Monday, November 19, 2012
GOP group disseminates, then pulls paper proposing "sensible" copyright law reforms
Ars Technica, in an article by Timothy B. Lee (November
18), reports that an influential group of House Republicans published and then
pulled an article proposing "shockingly sensible" copyright reforms. EFF tweeted the story today.
The paper would have reduced maximum infringement
damages, copyright terms, penalties for frivolous copyright infringement claims
and trolling (like Righthaven) and expanded ideas of fair use.
The link for the story is here.
The American Conservative has an article (by Jordan
Bloom, Nov. 16) that includes an embedded PDF from Scribd of the proposal
(about 8 pages) as well as the brief memo pulling it back (in boldface). The article asks is this an “anti-IP turn for
the GOP?”. This is the link.
Generally, the "pelican brief" GOP memo was critical of the continuing
strategy of some large media companies to try to maintain monopoly over
meaningful content distribution and sales, as if they feared low-cost
competition much more than outright piracy.
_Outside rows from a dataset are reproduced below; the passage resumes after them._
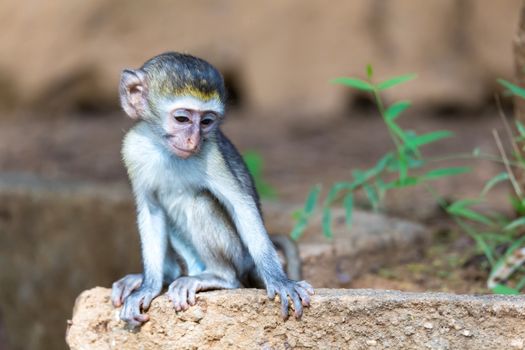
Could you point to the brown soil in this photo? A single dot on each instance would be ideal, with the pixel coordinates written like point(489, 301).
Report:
point(297, 153)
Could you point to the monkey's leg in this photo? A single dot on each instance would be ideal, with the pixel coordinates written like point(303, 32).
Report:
point(121, 289)
point(153, 236)
point(216, 245)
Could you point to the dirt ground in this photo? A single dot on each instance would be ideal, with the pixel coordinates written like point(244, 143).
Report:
point(298, 153)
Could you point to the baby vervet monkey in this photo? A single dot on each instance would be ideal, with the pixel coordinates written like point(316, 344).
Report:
point(199, 216)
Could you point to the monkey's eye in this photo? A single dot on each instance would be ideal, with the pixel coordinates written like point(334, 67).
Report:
point(206, 122)
point(182, 119)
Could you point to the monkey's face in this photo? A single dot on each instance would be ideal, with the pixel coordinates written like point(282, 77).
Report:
point(185, 129)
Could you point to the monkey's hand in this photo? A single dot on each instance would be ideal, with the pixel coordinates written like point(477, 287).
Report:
point(121, 289)
point(299, 293)
point(135, 305)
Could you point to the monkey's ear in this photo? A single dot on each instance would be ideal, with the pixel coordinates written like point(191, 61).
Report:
point(132, 92)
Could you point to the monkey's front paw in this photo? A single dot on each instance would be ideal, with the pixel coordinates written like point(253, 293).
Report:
point(121, 289)
point(299, 293)
point(136, 304)
point(182, 292)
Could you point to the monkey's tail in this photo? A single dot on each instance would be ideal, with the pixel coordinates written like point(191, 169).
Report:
point(291, 254)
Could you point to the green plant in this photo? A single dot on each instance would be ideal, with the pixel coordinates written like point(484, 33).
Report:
point(254, 163)
point(499, 237)
point(398, 168)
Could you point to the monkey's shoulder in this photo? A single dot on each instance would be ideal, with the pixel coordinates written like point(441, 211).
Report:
point(139, 148)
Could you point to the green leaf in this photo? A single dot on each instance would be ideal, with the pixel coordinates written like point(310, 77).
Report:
point(521, 128)
point(503, 289)
point(520, 284)
point(348, 203)
point(443, 172)
point(395, 109)
point(372, 196)
point(305, 214)
point(493, 182)
point(515, 224)
point(354, 83)
point(387, 84)
point(471, 215)
point(401, 183)
point(311, 200)
point(254, 162)
point(460, 208)
point(518, 204)
point(431, 137)
point(516, 90)
point(403, 166)
point(462, 204)
point(327, 223)
point(485, 248)
point(382, 163)
point(369, 71)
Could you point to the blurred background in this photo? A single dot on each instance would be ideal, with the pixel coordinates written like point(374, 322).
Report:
point(66, 219)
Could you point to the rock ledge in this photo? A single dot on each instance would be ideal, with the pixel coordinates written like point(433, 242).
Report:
point(338, 318)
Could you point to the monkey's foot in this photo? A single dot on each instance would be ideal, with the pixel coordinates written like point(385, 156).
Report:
point(135, 305)
point(121, 289)
point(299, 293)
point(182, 292)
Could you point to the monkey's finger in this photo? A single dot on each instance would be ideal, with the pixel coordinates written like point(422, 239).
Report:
point(297, 305)
point(116, 295)
point(307, 286)
point(270, 291)
point(182, 298)
point(283, 295)
point(303, 294)
point(191, 295)
point(174, 296)
point(141, 318)
point(146, 301)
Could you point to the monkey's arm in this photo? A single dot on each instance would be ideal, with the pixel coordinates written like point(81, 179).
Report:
point(153, 238)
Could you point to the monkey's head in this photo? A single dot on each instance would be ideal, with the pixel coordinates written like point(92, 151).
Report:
point(182, 95)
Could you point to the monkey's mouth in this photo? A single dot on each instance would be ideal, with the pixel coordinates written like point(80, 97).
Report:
point(182, 152)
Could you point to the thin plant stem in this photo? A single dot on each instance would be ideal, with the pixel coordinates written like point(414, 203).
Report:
point(512, 178)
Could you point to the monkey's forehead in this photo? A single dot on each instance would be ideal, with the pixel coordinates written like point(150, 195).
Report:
point(192, 102)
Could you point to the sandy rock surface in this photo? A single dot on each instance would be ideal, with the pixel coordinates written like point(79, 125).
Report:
point(337, 319)
point(86, 236)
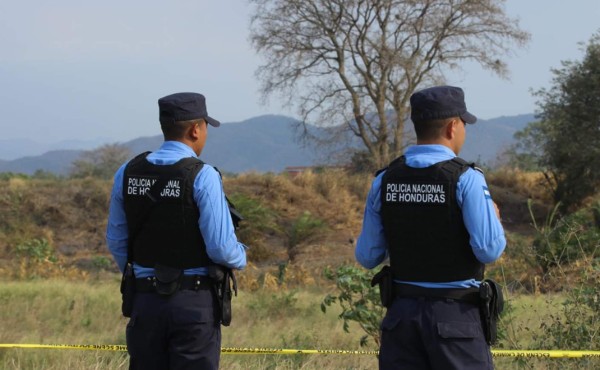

Early Sunday afternoon, I did see a poor-looking
person trying to sell pirated CD’s or DVD’s to people caught in a traffic jam
near New York Avenue in Washington DC.
That could be a security problem in other ways. I’ve also seen this take place on NYC
subways. If I was a rich media mogul, I
wouldn’t be worried about poor people buying cheap (and probably technically
deficient) imitation copies of my work.
If my work reaches more people, so much the better. (Maybe I would be worried if I had a union or
guild job in the business.) But it is
this crude kind of piracy that leads movie theaters to have zero tolerance to
photography within their auditoriums. (See
the story of an arrest on my Movies blog, Aug 3, 2007).